Making Friends In A New Environment

By: Kerry Plowright

So you have made the big move to your new home and you have come to the reality that you are alone. If you have moved from an environment of having familiar faces around be it friends and family you will know exactly what I mean! The ones who know it all to well are traditionally expatriates or expats for short. Sure there is the phone or the internet, unfortunately both modes of communication lack the human or physical interaction we come to know & love.

If you are hundreds or thousands of kilometres away or even in another country the best way to adjust or to stop feeling sorry for yourself, is to throw yourself into the community. There is no sure fire way of people appearing out of know where, who are dying to introduce themself to you; unless it is that nosey neighbour who creates an excuse to meet with you to support their rumour mill conscious. If you have kids then this is a way of quickly meeting with other parents whom have similar interests to your own. For the childless do not be despondent we will provide some ideas for you to work on as well.

Children generally make friends easier, as adults can be a little judgmental at first. By default your kids are a way to meet the parents, there are many ways. For example, arranging for your child's friend to come over and play on the weekend, this will give you an opportunity to invite the parents in for coffee. At this point be careful not to talk too much about yourself as tempting as it is for most of us. Why? It goes without saying our favourite subject is ourself, & who do we know the best?
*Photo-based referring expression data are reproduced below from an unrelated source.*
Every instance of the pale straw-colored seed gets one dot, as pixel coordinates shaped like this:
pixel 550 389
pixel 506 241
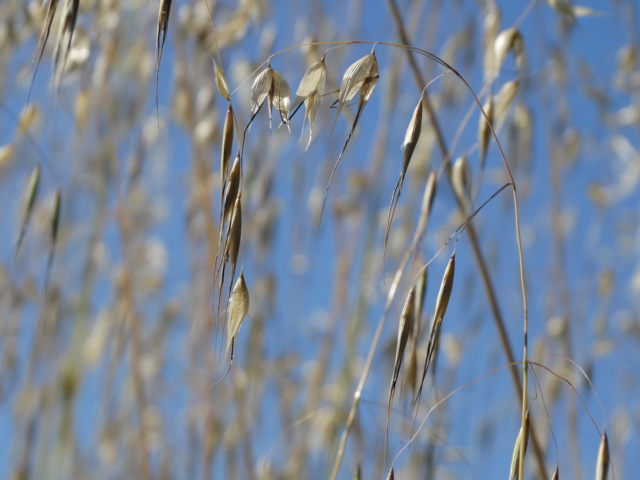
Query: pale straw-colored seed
pixel 491 27
pixel 271 86
pixel 509 40
pixel 421 291
pixel 232 245
pixel 404 329
pixel 411 136
pixel 461 181
pixel 602 468
pixel 238 309
pixel 445 290
pixel 227 144
pixel 484 129
pixel 221 81
pixel 310 92
pixel 503 100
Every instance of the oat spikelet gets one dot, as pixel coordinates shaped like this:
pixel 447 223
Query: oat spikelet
pixel 65 35
pixel 30 195
pixel 411 137
pixel 461 181
pixel 362 76
pixel 272 87
pixel 238 309
pixel 231 190
pixel 446 286
pixel 161 36
pixel 515 457
pixel 405 328
pixel 503 100
pixel 227 144
pixel 310 93
pixel 221 81
pixel 602 467
pixel 509 40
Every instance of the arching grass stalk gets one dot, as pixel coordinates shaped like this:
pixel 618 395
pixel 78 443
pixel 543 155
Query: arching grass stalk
pixel 364 375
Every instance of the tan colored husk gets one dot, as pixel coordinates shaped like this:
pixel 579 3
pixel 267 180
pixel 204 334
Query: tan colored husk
pixel 238 310
pixel 227 144
pixel 602 467
pixel 509 40
pixel 502 102
pixel 232 245
pixel 310 92
pixel 491 27
pixel 407 319
pixel 361 76
pixel 221 81
pixel 271 86
pixel 461 180
pixel 411 136
pixel 427 201
pixel 231 189
pixel 445 290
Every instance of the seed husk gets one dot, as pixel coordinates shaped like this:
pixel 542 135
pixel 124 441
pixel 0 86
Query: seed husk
pixel 221 81
pixel 602 467
pixel 238 309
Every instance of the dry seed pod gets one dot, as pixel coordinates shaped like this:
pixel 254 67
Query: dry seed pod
pixel 461 180
pixel 427 201
pixel 271 86
pixel 421 290
pixel 491 27
pixel 310 92
pixel 502 102
pixel 404 330
pixel 515 457
pixel 408 145
pixel 231 189
pixel 232 245
pixel 238 309
pixel 446 286
pixel 30 195
pixel 221 81
pixel 361 76
pixel 161 36
pixel 227 143
pixel 509 40
pixel 602 467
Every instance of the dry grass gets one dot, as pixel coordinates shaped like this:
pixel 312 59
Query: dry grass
pixel 131 251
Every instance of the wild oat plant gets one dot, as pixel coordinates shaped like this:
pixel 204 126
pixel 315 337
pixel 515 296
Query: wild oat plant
pixel 319 240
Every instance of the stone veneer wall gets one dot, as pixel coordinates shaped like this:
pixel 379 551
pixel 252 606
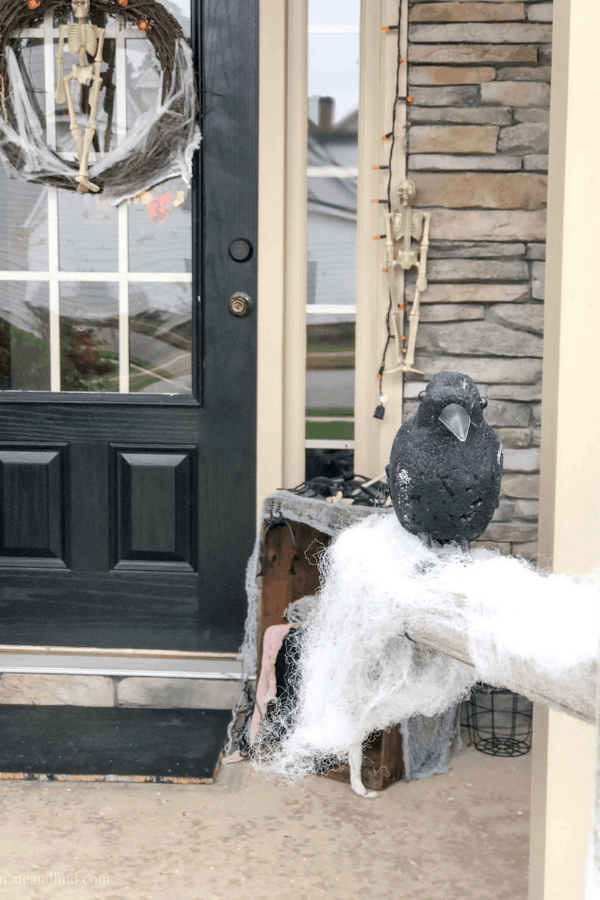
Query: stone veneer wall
pixel 479 73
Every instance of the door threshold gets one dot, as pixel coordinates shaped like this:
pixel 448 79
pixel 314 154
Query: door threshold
pixel 139 663
pixel 115 651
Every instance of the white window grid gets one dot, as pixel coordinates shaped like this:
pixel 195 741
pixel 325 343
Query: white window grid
pixel 54 276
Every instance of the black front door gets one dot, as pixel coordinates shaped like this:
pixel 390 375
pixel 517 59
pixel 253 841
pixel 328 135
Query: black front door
pixel 127 409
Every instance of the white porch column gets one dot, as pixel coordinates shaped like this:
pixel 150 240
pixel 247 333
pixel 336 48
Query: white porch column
pixel 564 748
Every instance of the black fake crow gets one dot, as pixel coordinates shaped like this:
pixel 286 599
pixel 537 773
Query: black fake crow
pixel 446 464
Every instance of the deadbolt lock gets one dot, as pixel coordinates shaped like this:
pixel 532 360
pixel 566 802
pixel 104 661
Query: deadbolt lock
pixel 240 304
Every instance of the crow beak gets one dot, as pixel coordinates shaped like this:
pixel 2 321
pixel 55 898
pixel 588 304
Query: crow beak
pixel 456 419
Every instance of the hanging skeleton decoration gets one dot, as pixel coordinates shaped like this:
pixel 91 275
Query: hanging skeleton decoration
pixel 403 226
pixel 84 39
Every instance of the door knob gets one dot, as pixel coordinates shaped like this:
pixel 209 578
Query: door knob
pixel 240 304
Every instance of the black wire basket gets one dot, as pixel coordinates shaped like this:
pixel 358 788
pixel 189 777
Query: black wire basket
pixel 499 721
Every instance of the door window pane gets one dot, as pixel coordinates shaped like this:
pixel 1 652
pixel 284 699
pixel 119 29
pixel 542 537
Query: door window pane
pixel 89 336
pixel 23 225
pixel 24 336
pixel 160 229
pixel 88 233
pixel 160 339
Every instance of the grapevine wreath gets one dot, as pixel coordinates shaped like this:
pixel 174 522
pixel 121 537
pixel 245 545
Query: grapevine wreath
pixel 162 141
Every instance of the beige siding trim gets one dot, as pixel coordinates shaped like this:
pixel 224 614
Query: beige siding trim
pixel 295 244
pixel 373 437
pixel 563 749
pixel 271 247
pixel 281 245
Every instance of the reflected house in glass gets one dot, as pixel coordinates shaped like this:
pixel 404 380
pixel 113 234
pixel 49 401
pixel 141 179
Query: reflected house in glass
pixel 332 157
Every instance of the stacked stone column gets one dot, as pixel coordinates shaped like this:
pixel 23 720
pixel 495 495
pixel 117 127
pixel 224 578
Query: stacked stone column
pixel 477 144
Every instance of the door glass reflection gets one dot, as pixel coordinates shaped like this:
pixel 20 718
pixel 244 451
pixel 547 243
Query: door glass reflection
pixel 89 336
pixel 24 336
pixel 160 338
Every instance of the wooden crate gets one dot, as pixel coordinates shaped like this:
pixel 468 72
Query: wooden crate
pixel 290 573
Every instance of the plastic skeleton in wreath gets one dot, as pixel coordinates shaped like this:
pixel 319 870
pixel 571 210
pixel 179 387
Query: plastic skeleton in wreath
pixel 403 226
pixel 84 40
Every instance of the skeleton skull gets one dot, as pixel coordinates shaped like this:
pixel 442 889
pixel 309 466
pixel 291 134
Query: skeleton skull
pixel 406 189
pixel 80 8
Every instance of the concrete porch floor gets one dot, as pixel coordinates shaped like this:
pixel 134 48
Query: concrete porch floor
pixel 461 836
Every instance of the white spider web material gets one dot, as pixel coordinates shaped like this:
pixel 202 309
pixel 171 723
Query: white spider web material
pixel 359 672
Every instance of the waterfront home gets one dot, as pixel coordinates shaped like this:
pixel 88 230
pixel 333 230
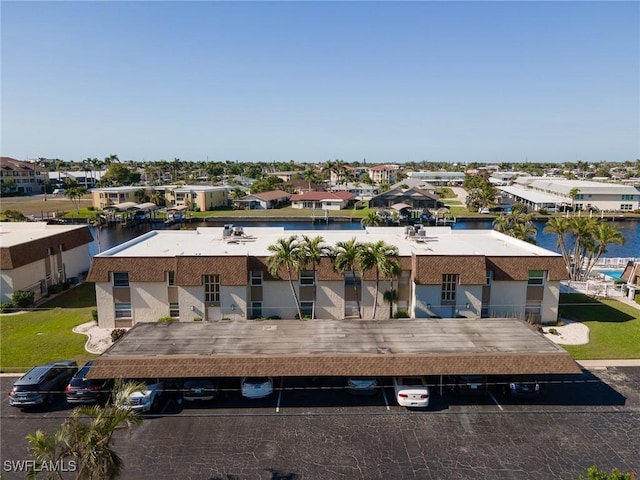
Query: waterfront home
pixel 213 273
pixel 34 256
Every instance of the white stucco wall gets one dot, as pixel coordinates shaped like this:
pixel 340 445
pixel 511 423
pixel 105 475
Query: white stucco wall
pixel 236 296
pixel 550 302
pixel 508 299
pixel 149 301
pixel 425 295
pixel 277 299
pixel 188 297
pixel 28 277
pixel 330 300
pixel 104 302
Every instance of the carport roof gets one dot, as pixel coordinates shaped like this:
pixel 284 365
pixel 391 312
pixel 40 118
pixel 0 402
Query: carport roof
pixel 332 348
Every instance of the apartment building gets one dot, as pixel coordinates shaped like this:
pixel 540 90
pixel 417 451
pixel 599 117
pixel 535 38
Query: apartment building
pixel 22 177
pixel 196 197
pixel 108 197
pixel 35 256
pixel 211 274
pixel 549 192
pixel 384 174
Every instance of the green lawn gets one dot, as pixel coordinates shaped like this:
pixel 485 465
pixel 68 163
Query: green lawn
pixel 614 327
pixel 44 335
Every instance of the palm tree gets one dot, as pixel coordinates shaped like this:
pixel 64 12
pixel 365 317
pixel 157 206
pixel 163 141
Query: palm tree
pixel 604 234
pixel 312 251
pixel 346 259
pixel 310 175
pixel 379 256
pixel 86 437
pixel 286 254
pixel 573 194
pixel 582 229
pixel 560 226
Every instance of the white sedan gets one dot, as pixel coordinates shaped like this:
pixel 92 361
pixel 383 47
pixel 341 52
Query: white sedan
pixel 256 387
pixel 411 391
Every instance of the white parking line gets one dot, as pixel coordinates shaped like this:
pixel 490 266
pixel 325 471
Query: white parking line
pixel 384 395
pixel 495 400
pixel 279 395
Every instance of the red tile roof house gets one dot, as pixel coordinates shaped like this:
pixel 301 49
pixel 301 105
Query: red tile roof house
pixel 322 200
pixel 264 200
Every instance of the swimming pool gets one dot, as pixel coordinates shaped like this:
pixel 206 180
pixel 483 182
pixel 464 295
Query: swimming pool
pixel 615 274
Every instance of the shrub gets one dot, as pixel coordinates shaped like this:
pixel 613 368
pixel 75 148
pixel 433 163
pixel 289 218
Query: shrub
pixel 54 289
pixel 22 298
pixel 593 473
pixel 6 307
pixel 116 333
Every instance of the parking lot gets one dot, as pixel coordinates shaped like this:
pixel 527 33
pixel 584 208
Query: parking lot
pixel 313 429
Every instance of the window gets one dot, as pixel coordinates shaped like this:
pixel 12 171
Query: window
pixel 307 277
pixel 256 309
pixel 533 311
pixel 306 308
pixel 536 277
pixel 449 284
pixel 123 310
pixel 211 288
pixel 120 279
pixel 489 277
pixel 256 279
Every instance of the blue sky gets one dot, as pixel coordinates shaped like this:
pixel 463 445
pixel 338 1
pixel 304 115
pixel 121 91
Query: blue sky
pixel 307 81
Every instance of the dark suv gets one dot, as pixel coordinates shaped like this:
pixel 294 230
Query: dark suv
pixel 85 390
pixel 39 385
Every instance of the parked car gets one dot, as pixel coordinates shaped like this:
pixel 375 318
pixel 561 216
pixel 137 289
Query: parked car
pixel 40 384
pixel 84 390
pixel 256 387
pixel 469 384
pixel 411 391
pixel 525 386
pixel 199 389
pixel 362 385
pixel 146 400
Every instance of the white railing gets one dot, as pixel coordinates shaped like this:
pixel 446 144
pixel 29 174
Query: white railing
pixel 616 262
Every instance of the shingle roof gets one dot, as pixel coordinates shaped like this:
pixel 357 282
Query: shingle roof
pixel 324 347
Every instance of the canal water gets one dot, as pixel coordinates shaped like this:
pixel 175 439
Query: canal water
pixel 107 238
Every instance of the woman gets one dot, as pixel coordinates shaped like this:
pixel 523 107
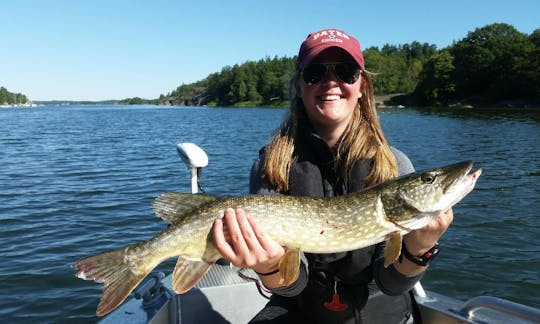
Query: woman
pixel 331 144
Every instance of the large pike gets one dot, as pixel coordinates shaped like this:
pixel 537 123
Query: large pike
pixel 315 225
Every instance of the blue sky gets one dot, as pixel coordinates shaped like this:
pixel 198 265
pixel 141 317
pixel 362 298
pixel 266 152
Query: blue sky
pixel 114 49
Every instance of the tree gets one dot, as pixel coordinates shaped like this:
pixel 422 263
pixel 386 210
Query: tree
pixel 487 61
pixel 437 84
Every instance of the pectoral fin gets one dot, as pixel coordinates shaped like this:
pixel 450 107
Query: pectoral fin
pixel 393 249
pixel 187 273
pixel 289 267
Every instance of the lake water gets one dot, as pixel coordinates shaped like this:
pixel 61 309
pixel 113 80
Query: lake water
pixel 79 180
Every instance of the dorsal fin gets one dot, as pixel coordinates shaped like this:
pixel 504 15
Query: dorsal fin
pixel 171 206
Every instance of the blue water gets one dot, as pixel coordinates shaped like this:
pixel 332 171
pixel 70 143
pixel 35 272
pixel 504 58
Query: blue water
pixel 77 180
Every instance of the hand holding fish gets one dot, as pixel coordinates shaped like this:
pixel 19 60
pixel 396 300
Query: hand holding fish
pixel 238 238
pixel 421 240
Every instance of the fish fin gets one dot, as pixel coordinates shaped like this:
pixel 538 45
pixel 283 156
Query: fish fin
pixel 171 206
pixel 289 266
pixel 187 273
pixel 118 277
pixel 392 249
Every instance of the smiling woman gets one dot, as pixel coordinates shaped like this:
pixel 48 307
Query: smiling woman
pixel 330 145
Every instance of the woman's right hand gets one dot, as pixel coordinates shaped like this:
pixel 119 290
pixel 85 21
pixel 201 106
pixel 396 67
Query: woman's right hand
pixel 239 240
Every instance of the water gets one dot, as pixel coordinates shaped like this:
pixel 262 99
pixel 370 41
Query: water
pixel 79 180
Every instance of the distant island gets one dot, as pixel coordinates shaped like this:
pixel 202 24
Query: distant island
pixel 493 66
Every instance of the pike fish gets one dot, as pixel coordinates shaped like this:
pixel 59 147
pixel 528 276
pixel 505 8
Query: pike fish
pixel 383 212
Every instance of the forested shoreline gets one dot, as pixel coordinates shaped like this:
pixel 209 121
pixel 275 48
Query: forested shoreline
pixel 495 65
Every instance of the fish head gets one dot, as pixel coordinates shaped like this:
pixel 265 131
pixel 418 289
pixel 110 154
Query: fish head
pixel 412 201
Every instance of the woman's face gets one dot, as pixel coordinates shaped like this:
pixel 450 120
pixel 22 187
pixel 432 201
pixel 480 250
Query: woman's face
pixel 331 102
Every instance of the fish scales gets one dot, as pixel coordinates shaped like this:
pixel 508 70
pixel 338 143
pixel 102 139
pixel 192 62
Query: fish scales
pixel 315 225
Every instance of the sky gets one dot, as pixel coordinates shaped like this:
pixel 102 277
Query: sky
pixel 114 49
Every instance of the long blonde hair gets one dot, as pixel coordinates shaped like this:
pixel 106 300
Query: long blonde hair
pixel 362 139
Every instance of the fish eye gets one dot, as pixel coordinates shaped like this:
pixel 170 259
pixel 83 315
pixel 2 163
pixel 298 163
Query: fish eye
pixel 428 177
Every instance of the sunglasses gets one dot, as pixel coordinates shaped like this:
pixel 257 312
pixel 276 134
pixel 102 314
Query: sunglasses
pixel 317 72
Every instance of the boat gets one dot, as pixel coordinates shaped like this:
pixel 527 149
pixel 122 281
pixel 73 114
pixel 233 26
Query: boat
pixel 230 295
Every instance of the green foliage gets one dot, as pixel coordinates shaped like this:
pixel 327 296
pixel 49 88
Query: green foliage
pixel 489 62
pixel 137 101
pixel 492 63
pixel 259 83
pixel 437 85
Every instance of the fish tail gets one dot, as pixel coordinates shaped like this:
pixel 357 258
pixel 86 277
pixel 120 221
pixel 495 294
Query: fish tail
pixel 119 277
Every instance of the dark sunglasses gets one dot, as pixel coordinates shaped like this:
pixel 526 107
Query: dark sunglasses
pixel 317 72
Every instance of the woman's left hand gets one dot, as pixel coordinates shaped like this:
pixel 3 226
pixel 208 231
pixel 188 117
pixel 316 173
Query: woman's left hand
pixel 421 240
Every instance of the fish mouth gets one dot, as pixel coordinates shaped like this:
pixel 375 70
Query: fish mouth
pixel 460 181
pixel 459 173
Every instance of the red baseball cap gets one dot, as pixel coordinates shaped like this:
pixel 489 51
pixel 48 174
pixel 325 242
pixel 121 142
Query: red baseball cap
pixel 317 42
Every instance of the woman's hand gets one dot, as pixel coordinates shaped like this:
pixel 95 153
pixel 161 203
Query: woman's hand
pixel 421 240
pixel 239 240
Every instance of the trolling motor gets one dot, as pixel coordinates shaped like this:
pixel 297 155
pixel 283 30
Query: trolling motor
pixel 152 291
pixel 195 159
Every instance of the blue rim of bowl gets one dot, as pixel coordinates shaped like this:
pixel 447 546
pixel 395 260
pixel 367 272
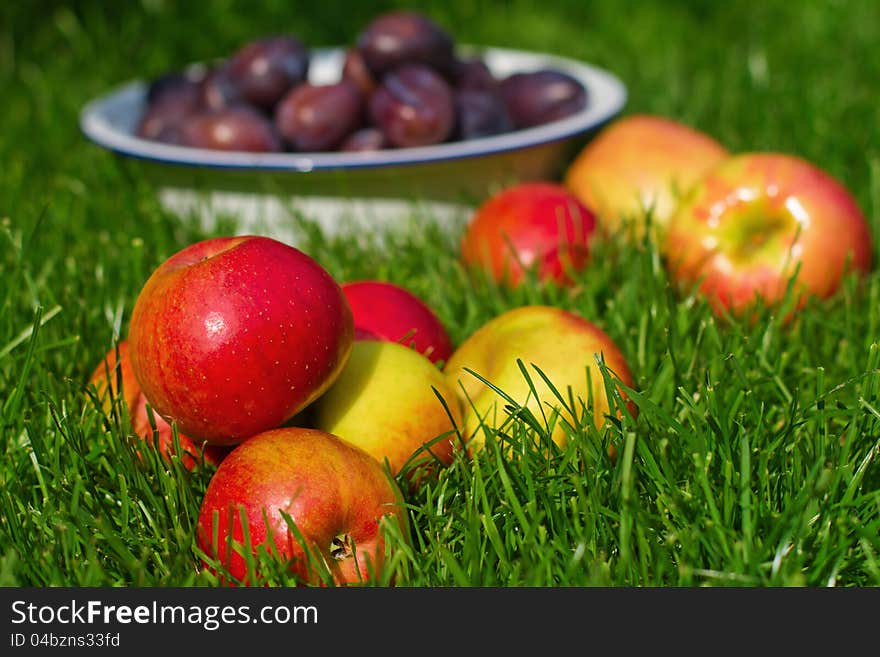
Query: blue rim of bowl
pixel 606 96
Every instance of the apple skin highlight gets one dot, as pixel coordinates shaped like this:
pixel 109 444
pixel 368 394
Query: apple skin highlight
pixel 752 221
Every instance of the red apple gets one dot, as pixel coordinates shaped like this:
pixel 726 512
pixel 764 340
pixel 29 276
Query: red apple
pixel 385 311
pixel 334 493
pixel 538 225
pixel 105 379
pixel 640 162
pixel 234 335
pixel 757 217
Ease in by listening & asking questions of the parents, you will appear more interesting to them when you acknowledge them & are hearing what they have to say.

Your child's birthday can give another opportunity for meeting the parents through having a party or to arrange a gathering in a local park. If you mention in the invite if any of the parents want to stay on, and participate in the festivities, they are more than welcome. Still on the school front another great way of meeting new people is to get involved with the P&C Association i.e. Parents and Citizens or P&F i.e. Parents & Friends. This is a voluntary group of parents who normally meet once a month to discuss issues and fundraising for the school. Children love it when their parents get involved with their school and PandC Associations are always looking for people to help.

If time permits help out at the school tuckshop or canteen once a week, until you have met some like minded people that you can develop a relationship with, outside of school. Same applies with your children's sporting clubs, offer to clean the uniforms one week or interact some other way that will appeal to other parents. Look in the local paper or search the internet for community projects or events that you are interested in and offer your assistance in organising, or helping out on the day. It will be easier to get involved in something that comes natural to you, as the passion will be noticed by other advocates.

For the childless or singles that have moved to a new community here are some useful tips to help you put yourself out there. If you are working this is probably the best avenue to create new friends, you may ask a peer to join you for lunch; this is an informal option to explore, if others have similar interests to your own you will soon decipher who shares common interests with you. You may offer to run the social club normally a thankless job, although quite appreciated by those who don't do it. You could start a sporting tips competition that will create some camaraderie amongst the other employees, and will have you interacting with a lot more people sooner than later.

Simply by offering to make someone a coffee or tea will welcome in a new perspective of how others will interact with you. A fantastic gesture is, once a week bring in a cake for morning tea; you will soon tap into someone's heart strings that sees you as compassionate and friendly. Before you know it people will become attracted to you for what you bring to them. Apart from stating the obvious with sporting clubs and hobbies why not consider Toastmasters this is great way to meet people, even if you are a confident speaker you may actually help someone overcome their fears through your experiences.

Other clubs to consider are Rotary, Lions or even the local Chamber of Commerce. These clubs are always looking to broaden their membership base; you may elect to do it long enough to start meeting other like minded people. All things considered it doesn't matter how you go about it, there is an element of putting yourself in the faces of people in your community, be it a polite wave to the neighbors as they drive by, or greeting your local shopkeeper with some niceties. If you pay someone a compliment sooner than later they will open up and start communicating.

A common cause of people returning to their previous home is through lack of companionship, or lack of familiar surroundings. It is easier to blame your new home of the short comings you are accustomed, or you can decide to make the most of it. Enjoy & bring on the new friends.